Méndez ni siquiera pestañeó.
Quizá era que no le importaba la muerte. Quizá era que en las palabras de la mujer estaba el último fondo de la vida, que siempre es más fuerte que el último fondo de la muerte. Quizá era que él podía ver también, en el fondo del pasillo, la cara de una criatura que ya no existía.
—No sé si otros destrozarán tu vida —dijo al cabo de unos instantes en voz baja—, pero yo no lo haré nunca. Sabes que puedes confiar en mí.
—Siempre he confiado.
—Lo que intentas decirme es que una niña vive contigo por las buenas. Que te la has traído a casa.
—Sí.
—En este barrio hay muchos jóvenes viviendo con familias que no son la suya. Trataré de ayudarte, pero al menos cuéntame lo que has hecho.

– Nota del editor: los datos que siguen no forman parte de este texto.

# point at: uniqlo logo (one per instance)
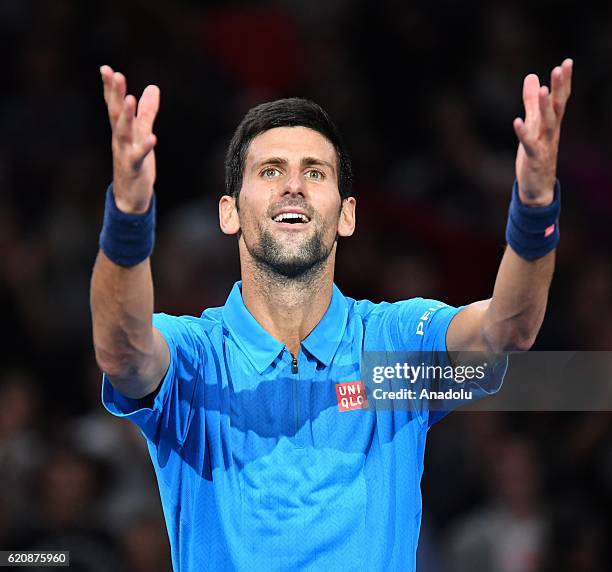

—Bueno, señor Méndez, yo veía la cara de mi niña en las calles. No solo en esta casa, no solo en la puerta de mi habitación; empecé a verla también en las calles.
Méndez guardó silencio y asintió con la cabeza. Daba la impresión de que ambos compartían un mundo que solo ellos conocían. El gato, como hacen casi todos los animales, penetró a solas en los límites de aquel universo invisible. Queriendo darle apoyo, hundió su lomo entre las piernas de la Patri.
—Entonces apareció de verdad ella, señor Méndez. Estaba allí, en mis manos. La oí llorar en un contenedor, la oí gemir cuando ya estaba a punto de llegar el camión de recogida. El camión la habría triturado sin que nadie se diese cuenta. Alcé la tapa del contenedor y me la llevé. Nadie me vio. Así de sencillo. La habían arrojado desnuda entre la basura. La apreté contra mi cuerpo, le sostuve la cabecita y me la llevé.
Méndez miró hacia el pequeño balcón. Sentía una cierta opresión interior. Su vida era la calle, su amiga era la calle, pero la calle tiene dientes. Vio que el gato avanzaba temerariamente por la barandilla, mirando al pájaro. El pájaro lo desafiaba con un trino en el que pedía libertad, o sea, con un trino anarquista.
—A veces pienso que el canario desea que se caiga —dijo la Patri.
—Me interesa más lo que pensaste entonces. ¿No te diste cuenta de que habían abandonado a una niña recién nacida y tú tenías que llevarla a la policía?
—Sí, señor Méndez, pero no sé lo que sentí. Bueno, quizá sentí dos cosas.
—Yo te lo diré —susurró Méndez—. Una era ternura, y la ternura es cosa buena. Pero en seguida sentiste algo que no es nada bueno. —Y añadió—: Soledad.
Mejor no mirar a la Patri. Mejor desviar los ojos. En los de la Patri habían nacido dos lágrimas.
Y la Patri dijo:
—Al fin podía tener algo. Había recuperado una hija.
Sonó el reloj de la pared en una casa contigua. Quizá toda una familia reunida al otro lado de la pared —una mesa redonda, un tapete, una ventana al patio— escuchaba el tiempo que era igual al tiempo de ayer. O quizá no, quizá la hora se había hecho más ancha y era la de toda la calle. La Patri susurró:
—Pero me di cuenta de que la niña estaba enferma y la llevé al dispensario. Aún me parece estar pisando la escalera, empujando con el codo la puerta mientras le mantenía la cabecita muy apretada contra mi pecho, porque así notaba su respiración.
La entregué llorando, me dijeron que había hecho bien y al cabo de media hora me la devolvieron muerta. Dijeron que no habían podido hacer nada. La enfermera también estaba conmocionada, señor Méndez. La niña estaba muerta.
Méndez la vio echar la cabeza hacia atrás. Había vuelto a cerrar los ojos, como si quisiera existir solo para sus propios recuerdos.